One signal to gauge potential price increases in the future is to assess how each carrier currently prices its products for older cohorts of beneficiaries.

We are also seeing Medicare Advantage plans — also known as Part C plans — continue to grow in popularity. Many analysts expect more than 50% of Medicare beneficiaries to receive coverage through a Medicare Advantage plan over the next two to three years.

These plans typically bundle Part A (hospital coverage), Part B (medical coverage), and Part D (prescription coverage) in a single plan offered through a private insurance company.

These plans typically have a predefined network of providers and are structured as HMOs or PPOs. To stay competitive, the strongest carriers are continuing to invest in both the strength of their provider networks and the prescription drugs that are covered.

There are thousands of Medicare Advantage plans available nationwide and typically 35+ in a typical urban county, so there are still meaningful differences across plan options.

Another area where we are seeing Medicare Advantage plans invest are ancillary benefits.

While these have traditionally included benefits like dental, vision, and hearing, many plans are expanding these benefits to cover options like fitness memberships, a quarterly over-the-counter allowance, meals or grocery credits, and even transportation to and from the doctor’s office.

Finally, we are seeing a large number of Medicare Advantage carriers start to offer more plans focused on the specific needs of veterans.

For context. veterans often receive their prescription drugs via their VA benefits so these Veteran-focused Medicare Advantage plans often do not include Part D Drug coverage.

Many of these plans that do not include a Part D Drug plan invest that money in other benefits, sometimes including a partial “give-back” of consumers’ Part B premiums rebated each month.

Medigap has medical underwriting for people who want to change coverage.

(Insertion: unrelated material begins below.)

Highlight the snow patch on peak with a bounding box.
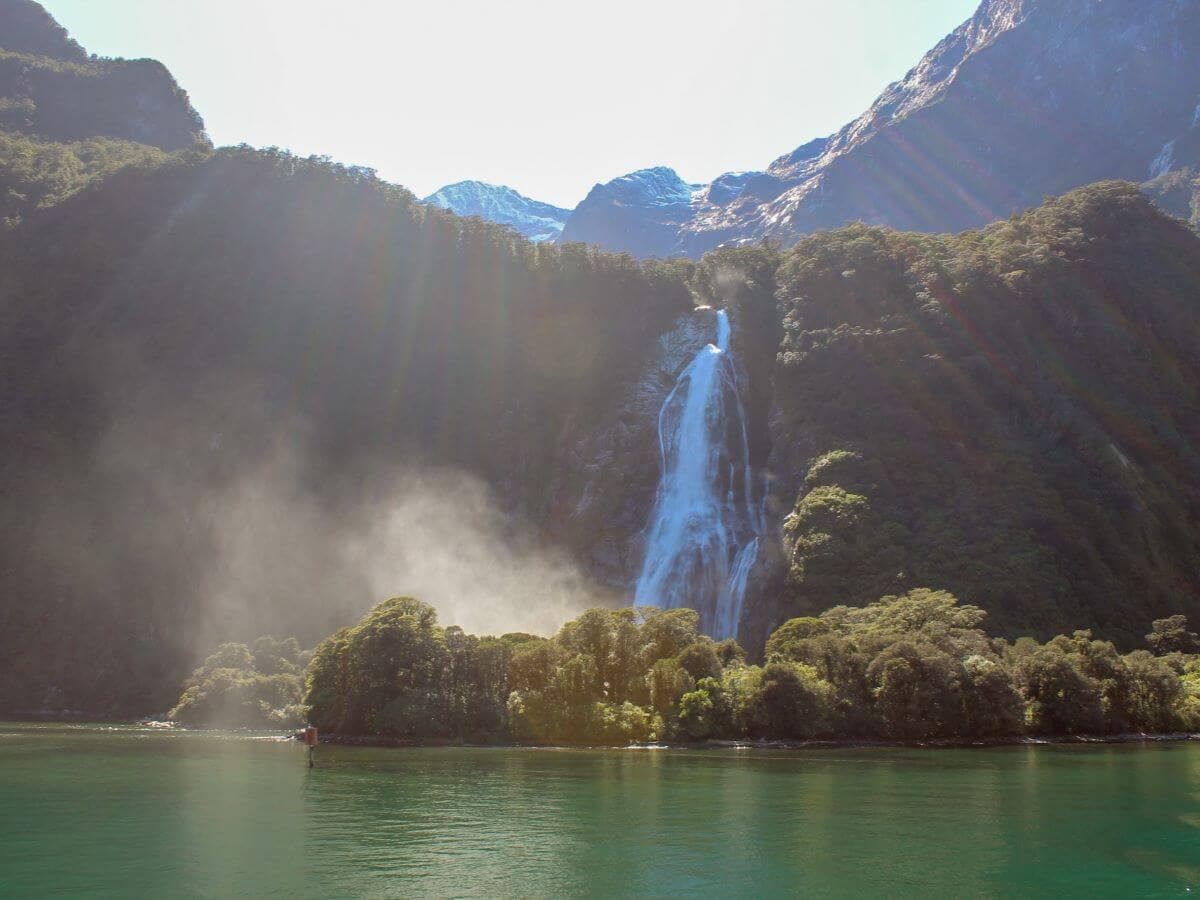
[593,166,704,206]
[422,181,571,241]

How much do you think that affects the Medigap market?

In the majority of states, consumers who want to change Medicare supplements must undergo medical underwriting and answer health questions.

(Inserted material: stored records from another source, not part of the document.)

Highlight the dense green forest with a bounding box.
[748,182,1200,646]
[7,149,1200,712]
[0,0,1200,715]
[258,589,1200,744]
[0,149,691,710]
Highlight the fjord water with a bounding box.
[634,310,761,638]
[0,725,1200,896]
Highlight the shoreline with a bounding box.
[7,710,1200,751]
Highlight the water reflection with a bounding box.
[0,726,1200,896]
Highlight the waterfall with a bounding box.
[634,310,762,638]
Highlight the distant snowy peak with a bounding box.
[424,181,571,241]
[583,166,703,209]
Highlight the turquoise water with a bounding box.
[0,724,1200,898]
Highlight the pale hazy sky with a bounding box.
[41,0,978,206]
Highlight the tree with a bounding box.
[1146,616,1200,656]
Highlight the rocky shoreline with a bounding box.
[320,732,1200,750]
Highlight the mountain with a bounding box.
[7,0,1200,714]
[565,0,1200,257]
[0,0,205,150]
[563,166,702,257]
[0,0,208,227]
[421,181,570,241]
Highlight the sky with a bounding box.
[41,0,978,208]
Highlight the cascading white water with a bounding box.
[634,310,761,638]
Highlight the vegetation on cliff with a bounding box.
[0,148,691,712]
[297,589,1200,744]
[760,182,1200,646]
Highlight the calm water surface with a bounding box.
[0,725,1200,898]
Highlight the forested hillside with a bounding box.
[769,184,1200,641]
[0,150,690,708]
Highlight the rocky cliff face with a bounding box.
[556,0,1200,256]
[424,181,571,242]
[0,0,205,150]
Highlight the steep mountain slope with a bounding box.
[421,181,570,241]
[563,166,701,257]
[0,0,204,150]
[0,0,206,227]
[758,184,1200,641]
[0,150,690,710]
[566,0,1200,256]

The sad reality is that many people won’t pass, particularly if they have certain chronic health conditions, recently had a serious medical procedure, or take certain prescriptions.

The good news is that every American is eligible to get a Medicare supplement plan — with no underwriting requirements — if they sign up during their first six months of Part B coverage.

At Chapter, we have a saying we use with our clients: “Marry your Medigap plan. Date your prescription drug plan.” The underwriting requirement for Medigap doesn’t apply for prescription drug coverage, which can be changed every year during the annual enrollment period.

And while the underwriting requirement does make it harder to change Medigap plans, it also contributes to more affordable premiums for people with those plans. As a result, there is not tremendously strong interest in changing the Medigap underwriting rules. However, each state has discretion here.

For example, in New York and Connecticut, Medicare-eligible consumers can change their Medicare supplement plan year-round, and underwriting is never required. The result is that Medicare supplement premiums are at least 2.5 times higher in New York for a 65-year-old, relative to identical coverage in a state like Tennessee.